I am anxious to learn about you. I have been hunting for some biography (or autobiography) of Swami Chinmayananda. You seem to have written or revealed so far nothing. Your Upanishads and Geeta and other books have been glanced by me; but they are all regarding the great Truth. But who are you? Were you like Buddha – a prince, or like Shankara — a poor brahmin boy, or like Ramakrishna — an uneducated simple villager, or like Vivekananda — an intellectual agnostic seeking Truth, but getting disgusted by the vague explanations of the Pundit class? We have a right to know you….
You must give us a glimpse of your own person. Hence I write this note. I have heard, honestly I confess, so many contradictory versions of you — that from what I am told you can be anything from an irredeemable rake to the sublime instance of a born divine….
Please console me, comfort me. Am I asking too much? Where can I meet you?
Chandra Bhanu Adiyar
26th April, 1966
Om Namo Narayanaya ! Salutations !
Only because I have got more interesting and very useful fields of many other works in hand at present, I cannot give you an “Autobiography” But here are some positive points which should satisfy you for the time being. Later, I am sure you will try to shift your attention from me to the Rishis and make your life beautiful and sublime.
I was born in Kerala, raised in the north, hardened in Punjab, softened in Uttarkashi, criticized everywhere, applauded in some places but accepted and worshipped by everyone. I am a riddle to myself.
Prattling was my profession, preaching is my profession now, and I know practice should be my future job. But everywhere I earned a lot so far and squandered it all in the community.
I am by training a Religious man, by experience a Vedantin, by inclination a Bhakta, in temperament a Karma Yogi, in practice an integral Yogi; my faith is in democracy; I am convinced by socialism; I am habituated to communism; and I am committed to the impossible theory of “Love All”.
Thick skinned, hard boned, I have a mail – of – laughter to cover and protect both my head and heart, and so stabs do not penetrate me, spears cannot cleave me, whippings do not lash me.
I eat and drink, take regular baths and sleep, wear clothes, have no jata, work for 18 – 19 hours a day and preach the rest of the time. When audiences are not available, of course, I preach to myself.
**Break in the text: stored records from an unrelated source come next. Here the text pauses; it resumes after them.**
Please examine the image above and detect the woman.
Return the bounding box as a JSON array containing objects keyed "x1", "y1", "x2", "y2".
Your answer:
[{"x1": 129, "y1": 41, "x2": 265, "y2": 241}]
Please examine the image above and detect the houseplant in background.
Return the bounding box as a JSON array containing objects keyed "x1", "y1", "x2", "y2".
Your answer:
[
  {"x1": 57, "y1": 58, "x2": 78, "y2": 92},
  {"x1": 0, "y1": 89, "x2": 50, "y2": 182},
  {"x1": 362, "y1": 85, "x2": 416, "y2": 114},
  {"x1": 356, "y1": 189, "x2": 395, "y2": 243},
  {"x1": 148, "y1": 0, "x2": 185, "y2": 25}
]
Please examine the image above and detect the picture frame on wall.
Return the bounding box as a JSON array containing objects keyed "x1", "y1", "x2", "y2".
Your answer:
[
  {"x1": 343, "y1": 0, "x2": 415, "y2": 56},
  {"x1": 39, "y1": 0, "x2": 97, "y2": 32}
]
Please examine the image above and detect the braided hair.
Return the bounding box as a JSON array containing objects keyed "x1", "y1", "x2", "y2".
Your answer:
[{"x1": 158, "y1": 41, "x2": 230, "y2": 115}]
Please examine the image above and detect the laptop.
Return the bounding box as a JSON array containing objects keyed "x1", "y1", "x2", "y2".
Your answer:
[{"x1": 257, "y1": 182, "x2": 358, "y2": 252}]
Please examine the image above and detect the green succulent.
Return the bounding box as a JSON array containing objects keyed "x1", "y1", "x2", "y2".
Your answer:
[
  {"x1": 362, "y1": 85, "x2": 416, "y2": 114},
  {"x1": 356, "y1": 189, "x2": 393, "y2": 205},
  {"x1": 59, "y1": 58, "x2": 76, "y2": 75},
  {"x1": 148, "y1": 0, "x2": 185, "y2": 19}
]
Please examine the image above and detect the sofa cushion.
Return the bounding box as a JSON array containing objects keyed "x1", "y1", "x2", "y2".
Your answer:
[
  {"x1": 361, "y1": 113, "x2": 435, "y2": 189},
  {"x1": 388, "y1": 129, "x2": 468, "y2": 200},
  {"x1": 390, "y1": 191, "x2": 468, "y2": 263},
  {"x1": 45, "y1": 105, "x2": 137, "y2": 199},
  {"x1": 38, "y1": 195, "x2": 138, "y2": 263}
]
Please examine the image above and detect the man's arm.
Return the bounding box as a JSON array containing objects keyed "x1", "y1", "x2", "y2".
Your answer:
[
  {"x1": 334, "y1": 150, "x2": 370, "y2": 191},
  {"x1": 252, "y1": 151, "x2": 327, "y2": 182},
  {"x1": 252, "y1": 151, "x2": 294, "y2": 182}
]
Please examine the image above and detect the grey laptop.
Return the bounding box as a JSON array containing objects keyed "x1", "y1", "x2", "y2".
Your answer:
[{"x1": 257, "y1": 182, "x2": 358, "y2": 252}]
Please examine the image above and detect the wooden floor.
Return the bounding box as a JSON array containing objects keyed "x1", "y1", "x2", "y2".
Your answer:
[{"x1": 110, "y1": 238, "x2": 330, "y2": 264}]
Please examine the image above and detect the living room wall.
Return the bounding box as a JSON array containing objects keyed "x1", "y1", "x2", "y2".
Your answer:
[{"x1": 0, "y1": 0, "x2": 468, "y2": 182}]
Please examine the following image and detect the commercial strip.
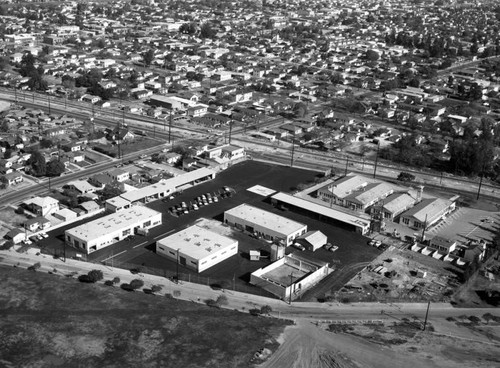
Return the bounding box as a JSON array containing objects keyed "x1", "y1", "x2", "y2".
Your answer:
[
  {"x1": 271, "y1": 192, "x2": 370, "y2": 235},
  {"x1": 64, "y1": 206, "x2": 162, "y2": 254},
  {"x1": 250, "y1": 254, "x2": 329, "y2": 301},
  {"x1": 106, "y1": 168, "x2": 215, "y2": 212},
  {"x1": 224, "y1": 204, "x2": 307, "y2": 246},
  {"x1": 156, "y1": 225, "x2": 238, "y2": 272}
]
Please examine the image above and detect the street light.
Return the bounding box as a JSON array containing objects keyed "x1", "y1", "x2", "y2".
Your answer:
[{"x1": 176, "y1": 248, "x2": 179, "y2": 283}]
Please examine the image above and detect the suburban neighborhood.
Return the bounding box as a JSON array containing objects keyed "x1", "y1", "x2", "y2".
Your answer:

I have my lovers and many beloveds in this country and abroad. I play the beloved to my lovers, and am an enthusiastic lover to my Beloveds. We, together, thus step ahead and march through love towards the Lord’s Palace of Bliss and Wisdom.
Your goodself may meet me easily in my 35 books, or in the pooja room of any healthy young Indian, be a Hindu, Christian or Muslim.
The white men adore me, the yellow men recognize me, the brown men worship me, the black ones love me.
My teacher was a divinely sweet, incandescent, noble soul and I must tell you of Him when you grow a bit more.
May I hope to hear from you often, plenty of the similar rubbish, but sprinkled with more and more of the sensible stuff ? Try. You can. Don’t be shy. This is how everyone grows.